The narrator, who also narrated “The Paradise of Bachelors,” cannot help but contrast the sumptuous civilization of the barristers and literary men in London with the laboring plight of these unmarried women, horrifically pale (like the whiteness of Melville’s whale, their pallor is the “colorless all-color of atheism”—signifying nothing).
Like “The Paradise of Bachelors,” “The Tartarus of Maids” is not a simple social critique written by someone who imagines a political solution to the problems he (correctly) observes. We learn at the second sketch’s beginning that the narrator is a “seeds-man” who has come to the paper factory to purchase envelopes in which to mail his seeds. With its genital landscape and allusions to Dante, the story invites an allegorical interpretation: we should not hesitate to identify this odd occupation with that more common one of the writer, who uses paper to disseminate not his genetic but his memetic seed. The bachelor life of London—to which he is only a visitor—as well as the meanest necessities of his literary work depend on the exploitation he witnesses in the factory.
But this is not a reformist tearjerker by Charles Dickens or Rebecca Harding Davis: the factory and its machinery are also a metaphor for biological fatality, the reproduction of bodies by bodies, the burden of which also falls upon women and which is contrasted to the reproduction of ideas indulged in by men of leisure, especially those unencumbered by wives and children. The artificial machinery is modeled on the natural machinery; where does humanity’s inhumanity come from if not from (mother) nature or (father) God? In which case, to whom can we appeal but to those deities?
Melville is not attacking a particular state of socio-political affairs; rather, like Captain Ahab, he arraigns the entire cosmos out of which our socio-political affairs emanate. This cosmos will have to be reformed if life is ever to be more equitable, if bachelors and literary men are not to feed on the coerced labor of pallid maids.
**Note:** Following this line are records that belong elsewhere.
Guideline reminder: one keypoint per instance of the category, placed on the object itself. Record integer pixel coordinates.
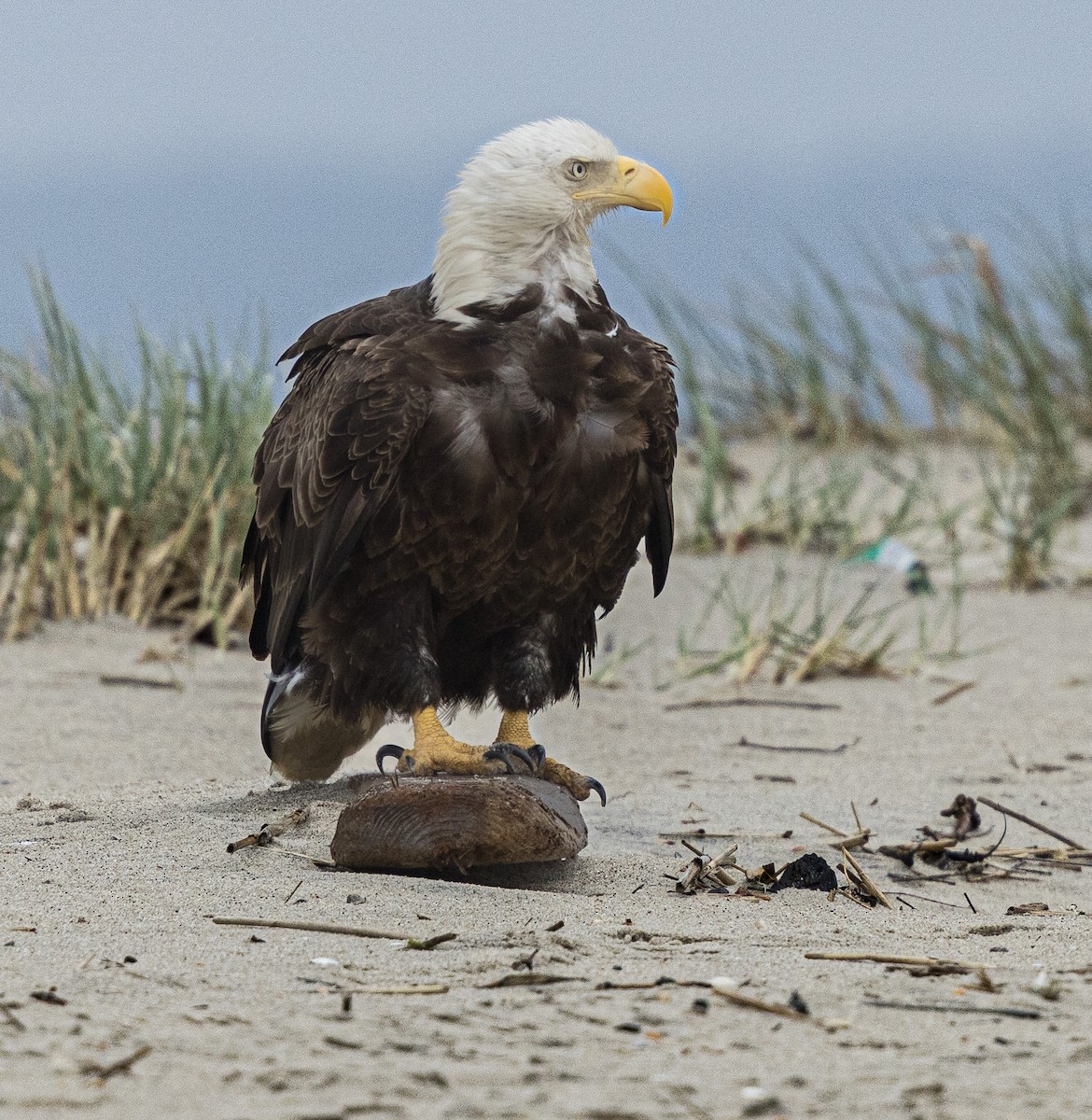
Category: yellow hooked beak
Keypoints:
(636, 185)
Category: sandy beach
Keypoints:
(124, 1000)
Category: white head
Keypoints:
(521, 213)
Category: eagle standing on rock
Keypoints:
(460, 475)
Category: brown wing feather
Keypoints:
(328, 465)
(659, 408)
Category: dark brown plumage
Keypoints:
(442, 509)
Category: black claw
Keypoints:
(391, 750)
(504, 751)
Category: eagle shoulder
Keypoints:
(329, 458)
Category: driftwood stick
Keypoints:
(761, 1005)
(122, 1065)
(753, 703)
(1029, 820)
(869, 886)
(404, 989)
(889, 959)
(828, 828)
(798, 750)
(955, 692)
(1014, 1013)
(351, 931)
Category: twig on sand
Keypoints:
(785, 1011)
(751, 703)
(428, 944)
(404, 989)
(351, 931)
(925, 899)
(865, 880)
(1031, 822)
(827, 828)
(1014, 1013)
(955, 692)
(923, 962)
(527, 980)
(10, 1017)
(744, 742)
(761, 1005)
(122, 1065)
(264, 835)
(141, 682)
(845, 840)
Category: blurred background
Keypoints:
(878, 267)
(273, 161)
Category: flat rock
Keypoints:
(457, 822)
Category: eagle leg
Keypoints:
(515, 732)
(436, 751)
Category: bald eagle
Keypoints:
(458, 480)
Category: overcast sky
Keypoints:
(194, 160)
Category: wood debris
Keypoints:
(104, 1073)
(351, 931)
(267, 833)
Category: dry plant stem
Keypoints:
(873, 889)
(351, 931)
(10, 1017)
(1015, 1013)
(753, 703)
(828, 828)
(406, 989)
(923, 962)
(1031, 822)
(264, 835)
(953, 693)
(140, 682)
(798, 750)
(122, 1065)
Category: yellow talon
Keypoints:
(515, 729)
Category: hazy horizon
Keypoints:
(214, 163)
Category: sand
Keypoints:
(117, 804)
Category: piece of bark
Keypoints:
(457, 822)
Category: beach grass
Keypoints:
(951, 350)
(127, 491)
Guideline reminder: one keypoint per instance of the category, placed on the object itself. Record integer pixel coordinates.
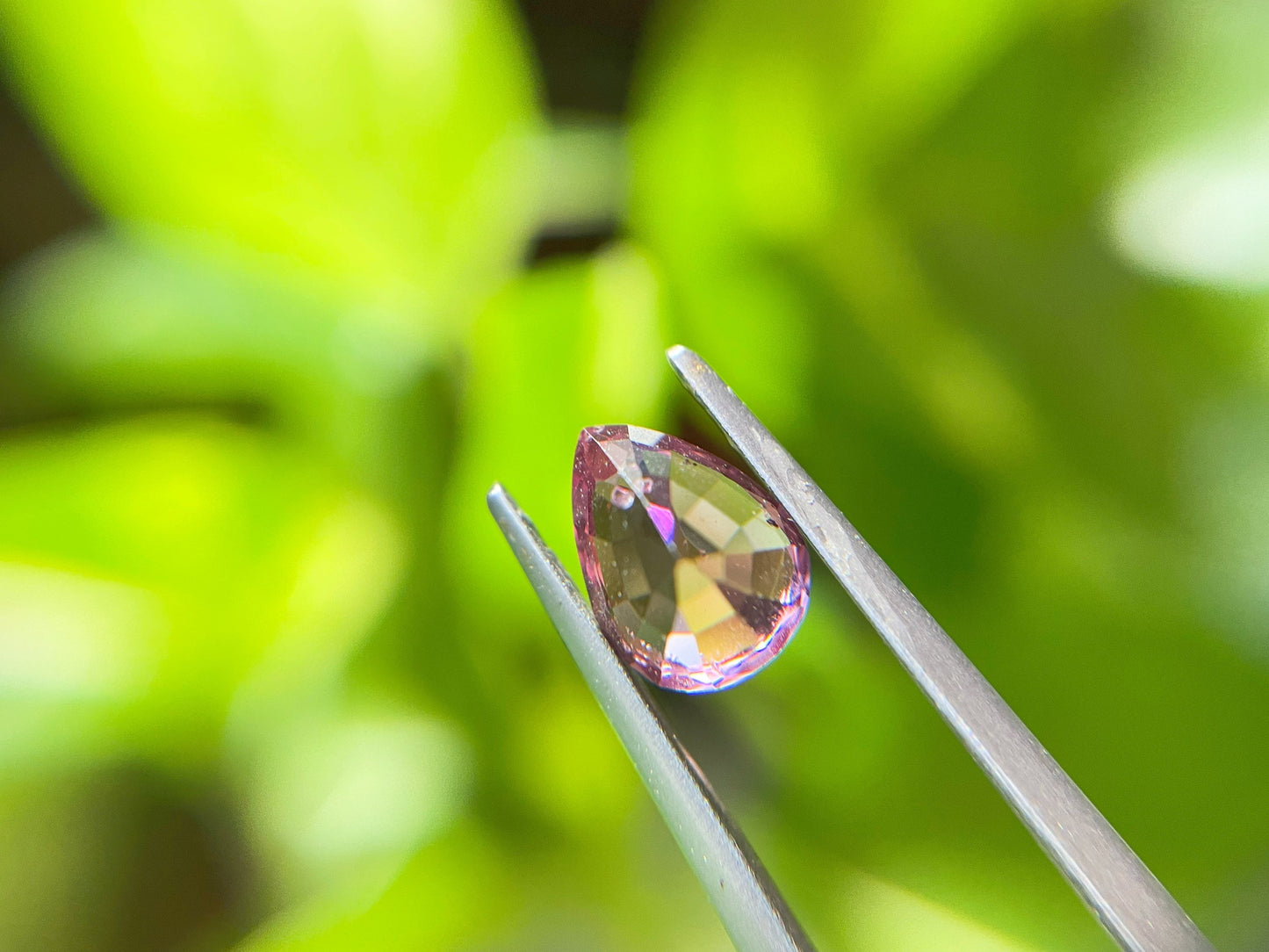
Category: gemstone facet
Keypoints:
(698, 578)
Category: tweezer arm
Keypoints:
(749, 905)
(1123, 894)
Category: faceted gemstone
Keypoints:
(698, 578)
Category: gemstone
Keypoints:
(697, 576)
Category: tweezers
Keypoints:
(1126, 898)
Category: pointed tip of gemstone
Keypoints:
(697, 576)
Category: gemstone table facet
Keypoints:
(697, 576)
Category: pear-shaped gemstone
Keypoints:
(698, 578)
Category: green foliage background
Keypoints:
(997, 270)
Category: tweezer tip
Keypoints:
(679, 354)
(498, 498)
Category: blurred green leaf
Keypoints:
(386, 146)
(242, 559)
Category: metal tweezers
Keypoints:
(1113, 883)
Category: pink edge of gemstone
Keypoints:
(592, 466)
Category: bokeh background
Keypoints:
(287, 285)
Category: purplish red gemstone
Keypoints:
(698, 578)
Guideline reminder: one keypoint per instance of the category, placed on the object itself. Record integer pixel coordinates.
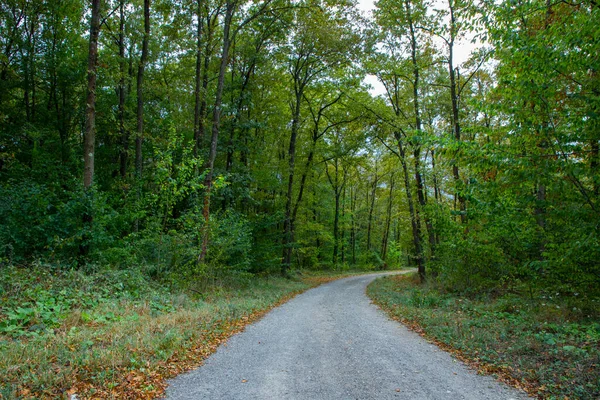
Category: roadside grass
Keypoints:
(119, 334)
(549, 346)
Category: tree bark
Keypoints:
(140, 92)
(89, 139)
(216, 123)
(124, 155)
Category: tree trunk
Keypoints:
(140, 93)
(386, 231)
(90, 112)
(124, 155)
(198, 80)
(215, 128)
(89, 139)
(371, 208)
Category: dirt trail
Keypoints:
(332, 343)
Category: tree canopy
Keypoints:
(212, 137)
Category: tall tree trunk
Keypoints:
(414, 215)
(343, 231)
(124, 155)
(216, 123)
(388, 220)
(353, 198)
(198, 80)
(371, 208)
(89, 138)
(140, 92)
(455, 115)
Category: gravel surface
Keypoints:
(332, 343)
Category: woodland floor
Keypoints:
(333, 343)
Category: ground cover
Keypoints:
(117, 333)
(547, 343)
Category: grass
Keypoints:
(118, 334)
(549, 346)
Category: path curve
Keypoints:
(331, 342)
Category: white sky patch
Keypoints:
(463, 48)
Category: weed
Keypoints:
(540, 344)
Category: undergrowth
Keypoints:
(118, 333)
(548, 344)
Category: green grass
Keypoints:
(117, 333)
(549, 345)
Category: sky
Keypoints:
(462, 50)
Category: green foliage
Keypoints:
(545, 343)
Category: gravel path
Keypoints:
(332, 343)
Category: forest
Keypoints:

As I wrote above, this story is both extremely radical and not radical at all. It identifies extremes of grim truth underlying everyday life even as it implies that little besides actually altering human biology or nature itself can be done to remediate the hideous injustice of human affairs—from which the narrator (and his author) so scrupulously demonstrate themselves to be the beneficiaries. This story allows its gentle irony to co-exist with its guilty fear, its sensuous pleasures with its soulful despair—life contains all this, Melville says, and its beauties and its monstrosities are inextricably intertwined. The key phrase in this unsettling story’s final sentence is “inscrutable nature.”
It is easy to damn the heretic, but what, really, can the pious tell us about why the universe is arranged so poorly? And it is easy to scorn the aesthete, but what, really, can the reformer do about the very universe?